Hardin turned, tracking the car, putting out as many rounds as he could at the driver. Must have hit him. The Explorer swerved radically left, then slowed, drifted.

Hardin looked toward the Honda, Wilson behind the engine block; arms locked, rock steady, squeezing off shots. He heard an automatic weapon rip from the SUV. The left drift gave the guy in the passenger seat a straight shot at Wilson. Hardin saw a line of holes stitch across the Honda’s front passenger side, creeping up, a furrow opening across the top of the hood, Wilson not even blinking at that, just firing. Then the firing from the truck stopped and it rolled into a green BMW across from the elevators, crunching to a halt.
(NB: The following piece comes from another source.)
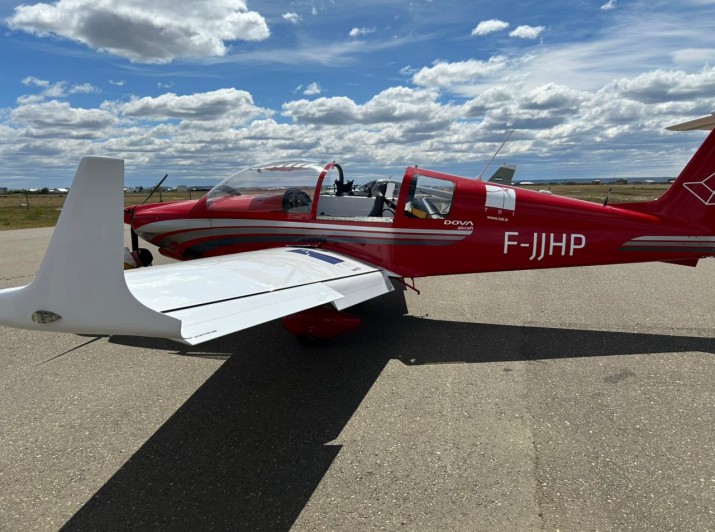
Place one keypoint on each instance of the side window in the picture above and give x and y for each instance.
(429, 197)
Hardin holstered the pistol in his left hand, ejected the clip from the one in his right, slammed in a spare, pulled the slide. He advanced on the SUV, the single pistol in a two-handed grip and trained just over the sill of the rear passenger window. He still didn’t know about the guy in the right rear, but if he saw even a hint of movement, he was ready to open up. Wilson came out from behind the Honda, reloading her S&W, closing on the truck from the other side.

The guy in the front passenger seat tried to rise up. Wilson put two through his head, changed her angle just a touch, and gave the driver a double tap, too, just to be sure.

Hardin got to the driver’s side of the SUV, looked in the back window. Shooter on his side was done, down across the seat, half his head missing. Hernandez was bent over behind the passenger seat, trying to dig a weapon up off the floor.

“Don’t fucking move,” Hardin said.

Hernandez looked up, froze for a second. “Why not, so you can shoot me?” Then Hernandez made another frantic move for the pinned weapon.

“No,” Hardin said. “So she can.” Hardin stepped to his left, out of Wilson’s line.

From the passenger’s side, Wilson’s S&W barked five times, tearing off the top of Hernandez’s head and shredding his back between his shoulder blades.

Wilson straightened and looked across the top of the SUV at Hardin.

“Thanks for waiting,” she said.

“I figured you had dibs,” Hardin answered.